The Rainy (And Snowy) Season Is Over!
Whew…how was that rainy, cold weather on Tuesday?!? The Dalles officially registered a high temp of 59, but it was in the low 50s for most of the day with heavy showers and hail at times. (Normal high for May 16, is 73 degrees F.) What’s more, Timberline Lodge recorded 28″ of new snow! There was heavy snow over Government Camp and even a couple inches at Cooper Spur Resort, roughly 3400′ elevation. Pretty damn unusual for the 3rd week of May!
This was caused by a low-pressure system from the polar regions (i.e. Alaska), diving down the Pacific Northwest coast. It’s the kind of pattern that could give us snow very near sea level, anytime between December and early March. When you get a cold airmass in conjunction with a summer-like sun angle (remember, solar summer = early May through early August!), the result is almost always extreme instability, on-and-off showers, hail, and thunder. May is actually our biggest thunderstorm month in the Pacific Northwest, and it usually happens in cool unsettled patterns similar to this.
But the faucet has now shut off for good, and today we begin the transition back to a warm and sunny pattern. In fact, the next 2 weeks are looking more like June, or even early July, than they are like May. Here are the 6-10 day national outlooks from YESTERDAY:
…And here is the 00z “spaghetti chart” from last night’s GFS:
..The green lines at the bottom-right represent rainfall; notice how very few of the model runs are showing much for the next 2 weeks! This is in total contrast to the spaghetti charts from a couple weeks ago. The airmass temperature should gradually ratchet up the next few days, topping out around +20C on Monday and Tuesday. In late May that should easily be good for high temps in the low to mid 90s. Indeed, both airmass temps and surface high temps look to be about 35-40 degrees F warmer next Tuesday, than they were last Tuesday! You don’t get much more dramatic temperature swings than that, at least not in our climate region. East wind late Sunday – Tuesday will ensure that Portland and the Willamette Valley, are near or above 90 degrees as well.

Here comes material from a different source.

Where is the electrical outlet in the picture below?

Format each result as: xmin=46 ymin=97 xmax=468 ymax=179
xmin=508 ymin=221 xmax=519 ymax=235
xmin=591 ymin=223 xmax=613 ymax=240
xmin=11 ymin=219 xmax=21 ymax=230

However, the heat may not last. The chart above shows that some model runs want to shift the upper-level ridge further to the west, toward the beginning of Memorial Weekend. That would mean cooler and windier conditions for The Dalles, and more marine clouds for Portland and Salem. But it almost never produces wet weather, at least not at this time of year. (That’s why I say the pattern could be ‘June-like’: the rain will have stopped for the most part, but we’re still not to the point where we see long stretches of days in the 80s or 90s.)
Still…we appear to have turned the corner when it comes to rain. We can still get showery and unsettled periods in June (think of the ‘Rose Festival Low’ if you live near Portland!), but it rarely gets to be anything like what we saw this March and April. Plant those tomatoes, peppers and melons!